Author: Emma Donoghue
Publisher: Harper Collins Publishers Ltd.
Copyright: 2010
Pages: 321
Genre: Contemporary Fiction
ISBN 978-1-55468-832-6
Source: I won a copy at fReado
International Bestseller, Winner of the Rogers Writers' Trust Fiction Prize, Commonwealth Writers' Prize for Best Book (Canada and Caribbean Region), CBA Libris Awards for Fiction Book of the Year and Author of the Year
Finalist for: Man Book Prize, Governor General's Award, Orange Prize for Fiction, Trillium Book Award, Commonwealth Writers' Prize for Best Book
From the cover: To five-year-old Jack Room is the world....
It's where he was born. It's where he and Ma eat and sleep and play and learn. There are endless wonders that let loose Jack's imagination -- the snake under Bed that he constructs out of eggshells; the imaginary world projected through the TV; the coziness of Wardrobe beneath Ma's clothes, where she tucks him in safely at night, in case Old Nick comes.
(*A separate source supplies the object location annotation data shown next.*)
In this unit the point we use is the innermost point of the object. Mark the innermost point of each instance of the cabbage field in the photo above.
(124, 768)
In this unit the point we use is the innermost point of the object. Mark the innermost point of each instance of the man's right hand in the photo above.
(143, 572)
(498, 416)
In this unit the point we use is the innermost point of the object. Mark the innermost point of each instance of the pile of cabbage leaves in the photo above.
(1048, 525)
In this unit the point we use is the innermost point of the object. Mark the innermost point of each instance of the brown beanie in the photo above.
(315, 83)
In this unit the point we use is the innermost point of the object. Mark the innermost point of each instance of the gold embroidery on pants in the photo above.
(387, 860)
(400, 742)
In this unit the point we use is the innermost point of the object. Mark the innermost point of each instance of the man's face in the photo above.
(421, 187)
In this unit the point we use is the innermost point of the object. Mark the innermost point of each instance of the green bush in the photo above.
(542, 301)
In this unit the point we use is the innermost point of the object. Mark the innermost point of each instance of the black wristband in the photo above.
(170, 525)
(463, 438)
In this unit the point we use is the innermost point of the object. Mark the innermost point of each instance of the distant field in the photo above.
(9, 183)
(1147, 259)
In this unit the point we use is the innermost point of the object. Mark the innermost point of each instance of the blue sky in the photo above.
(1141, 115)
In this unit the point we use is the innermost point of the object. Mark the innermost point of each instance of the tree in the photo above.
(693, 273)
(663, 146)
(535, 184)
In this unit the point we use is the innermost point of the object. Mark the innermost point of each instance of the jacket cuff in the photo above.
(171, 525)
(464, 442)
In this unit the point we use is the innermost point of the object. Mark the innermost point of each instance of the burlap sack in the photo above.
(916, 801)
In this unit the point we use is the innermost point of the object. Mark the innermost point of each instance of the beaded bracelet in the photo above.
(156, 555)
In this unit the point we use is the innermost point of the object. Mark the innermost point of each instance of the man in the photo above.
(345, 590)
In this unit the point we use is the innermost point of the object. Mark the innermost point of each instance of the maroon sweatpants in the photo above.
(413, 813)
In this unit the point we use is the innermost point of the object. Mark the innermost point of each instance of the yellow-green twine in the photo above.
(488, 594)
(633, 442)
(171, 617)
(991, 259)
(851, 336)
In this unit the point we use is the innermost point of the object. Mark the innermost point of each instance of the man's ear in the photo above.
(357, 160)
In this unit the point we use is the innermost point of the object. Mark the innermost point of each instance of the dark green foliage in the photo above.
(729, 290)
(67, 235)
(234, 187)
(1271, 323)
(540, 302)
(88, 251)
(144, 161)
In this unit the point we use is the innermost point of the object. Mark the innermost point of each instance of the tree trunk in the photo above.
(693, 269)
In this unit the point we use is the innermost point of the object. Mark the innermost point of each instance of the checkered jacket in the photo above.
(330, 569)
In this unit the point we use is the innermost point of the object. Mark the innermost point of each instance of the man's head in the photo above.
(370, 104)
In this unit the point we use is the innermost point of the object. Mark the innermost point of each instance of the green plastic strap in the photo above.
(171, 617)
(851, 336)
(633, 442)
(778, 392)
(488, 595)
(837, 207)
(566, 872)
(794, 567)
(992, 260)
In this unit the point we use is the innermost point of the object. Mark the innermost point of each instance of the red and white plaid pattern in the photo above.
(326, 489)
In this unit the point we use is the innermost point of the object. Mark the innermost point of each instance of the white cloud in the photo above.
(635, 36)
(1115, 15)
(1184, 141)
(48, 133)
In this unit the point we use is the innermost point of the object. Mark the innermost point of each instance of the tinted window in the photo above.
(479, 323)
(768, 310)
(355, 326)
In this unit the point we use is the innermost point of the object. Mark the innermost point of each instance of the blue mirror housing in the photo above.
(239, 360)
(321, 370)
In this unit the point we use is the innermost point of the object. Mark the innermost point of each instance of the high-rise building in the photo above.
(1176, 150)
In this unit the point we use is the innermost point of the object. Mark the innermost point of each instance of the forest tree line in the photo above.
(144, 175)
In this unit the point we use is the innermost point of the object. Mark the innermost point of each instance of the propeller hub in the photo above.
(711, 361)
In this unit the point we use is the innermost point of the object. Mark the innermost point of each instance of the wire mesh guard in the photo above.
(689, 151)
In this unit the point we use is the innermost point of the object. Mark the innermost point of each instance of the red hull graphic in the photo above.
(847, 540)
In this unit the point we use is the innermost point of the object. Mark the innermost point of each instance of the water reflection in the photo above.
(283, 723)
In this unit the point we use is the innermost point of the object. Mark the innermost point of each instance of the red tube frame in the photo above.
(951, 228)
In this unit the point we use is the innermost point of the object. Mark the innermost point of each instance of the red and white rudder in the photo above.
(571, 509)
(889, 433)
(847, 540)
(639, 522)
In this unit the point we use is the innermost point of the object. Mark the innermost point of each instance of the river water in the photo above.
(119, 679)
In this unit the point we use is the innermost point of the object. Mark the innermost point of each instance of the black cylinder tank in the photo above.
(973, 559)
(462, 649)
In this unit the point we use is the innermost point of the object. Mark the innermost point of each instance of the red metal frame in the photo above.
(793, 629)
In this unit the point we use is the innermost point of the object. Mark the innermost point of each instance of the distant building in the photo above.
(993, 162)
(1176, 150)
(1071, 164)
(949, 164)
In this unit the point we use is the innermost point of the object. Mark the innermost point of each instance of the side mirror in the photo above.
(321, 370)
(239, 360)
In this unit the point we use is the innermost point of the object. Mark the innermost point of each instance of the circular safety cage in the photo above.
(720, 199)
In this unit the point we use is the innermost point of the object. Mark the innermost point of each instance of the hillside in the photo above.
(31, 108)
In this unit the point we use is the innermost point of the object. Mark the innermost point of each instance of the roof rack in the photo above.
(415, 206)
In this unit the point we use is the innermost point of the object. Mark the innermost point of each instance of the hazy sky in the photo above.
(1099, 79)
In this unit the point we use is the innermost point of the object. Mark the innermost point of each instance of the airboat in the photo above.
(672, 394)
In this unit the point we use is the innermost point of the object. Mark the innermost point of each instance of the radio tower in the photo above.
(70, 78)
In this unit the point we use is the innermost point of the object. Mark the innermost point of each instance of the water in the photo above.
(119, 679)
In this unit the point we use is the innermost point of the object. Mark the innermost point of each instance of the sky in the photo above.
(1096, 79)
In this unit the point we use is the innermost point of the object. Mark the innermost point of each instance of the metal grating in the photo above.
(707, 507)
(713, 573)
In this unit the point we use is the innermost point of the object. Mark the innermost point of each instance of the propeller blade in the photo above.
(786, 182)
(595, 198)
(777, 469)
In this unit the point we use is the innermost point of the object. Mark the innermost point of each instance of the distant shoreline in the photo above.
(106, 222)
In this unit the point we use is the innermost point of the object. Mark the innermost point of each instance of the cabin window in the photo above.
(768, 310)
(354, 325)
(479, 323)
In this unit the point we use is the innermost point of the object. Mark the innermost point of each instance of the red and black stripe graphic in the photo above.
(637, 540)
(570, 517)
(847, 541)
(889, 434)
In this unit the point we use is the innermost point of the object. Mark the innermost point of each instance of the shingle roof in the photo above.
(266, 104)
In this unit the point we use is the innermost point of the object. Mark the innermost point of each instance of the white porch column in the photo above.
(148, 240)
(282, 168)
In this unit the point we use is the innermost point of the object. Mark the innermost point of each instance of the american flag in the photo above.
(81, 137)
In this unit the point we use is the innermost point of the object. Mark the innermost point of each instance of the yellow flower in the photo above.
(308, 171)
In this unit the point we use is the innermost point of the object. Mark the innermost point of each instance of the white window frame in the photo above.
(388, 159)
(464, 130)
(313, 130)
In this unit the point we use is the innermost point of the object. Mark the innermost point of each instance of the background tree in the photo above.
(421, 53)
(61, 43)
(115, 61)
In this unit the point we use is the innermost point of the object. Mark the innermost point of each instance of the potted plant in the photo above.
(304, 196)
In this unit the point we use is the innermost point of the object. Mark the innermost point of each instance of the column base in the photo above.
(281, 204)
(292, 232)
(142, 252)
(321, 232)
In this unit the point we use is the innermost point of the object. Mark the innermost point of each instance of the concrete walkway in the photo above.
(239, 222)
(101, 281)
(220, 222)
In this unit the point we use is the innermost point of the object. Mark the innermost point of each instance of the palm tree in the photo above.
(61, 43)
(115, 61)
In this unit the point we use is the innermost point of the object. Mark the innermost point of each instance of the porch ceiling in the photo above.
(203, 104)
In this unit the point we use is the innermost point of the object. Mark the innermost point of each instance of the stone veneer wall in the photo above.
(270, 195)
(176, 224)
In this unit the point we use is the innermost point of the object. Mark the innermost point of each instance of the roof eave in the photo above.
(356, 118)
Room is home to Jack, but to Ma, it's the prison where she's been held since she was nineteen -- for seven long years. Through her fierce love for her son, she has created a life for him in that eleven-by-eleven foot space. But Jack's curiosity is building alongside Ma's own desperation, and she knows that Room cannot contain either indefinitely...
Told in the inventive, funny, and poignant voice of Jack, Room is a celebration of resilience -- and a powerful story of a mother and son whose love lets them survive the impossible.
Review: ROOM is unique. Never before have I read anything quite like it and that is its charm. ROOM is told from the perspective of young Jack, a five-year-old, who is kept captive with his mother in a 11 x 11 foot garden shed. Jack personifies items in the ROOM, such as Rug, TV, Wardrobe, as pronouns, and all he knows is ROOM. Outside is foreign to him. All he knows is Ma, Old Nick and what he can learn from his mother and TV.
To Jack, this is his life. This is normal. This is what there is. But Ma and we, the readers, know better. Shocking, poignant, yet touching, ROOM epitomizes the "something" new that we don't often have the opportunity to come across. The manner of telling the story of captivity from a child's perspective brings a new light to what could otherwise be a horrific tale. With Jack's point of view, it is told in innocence, without actually telling of physical trauma, particularly for his mother, but we know it's there. We read from an adult perspective but see it from a child's. Totally different and, yet, the same.
ROOM is fresh, creative and touching. You will find the story stays with you long after the book is read. You may be altered for it.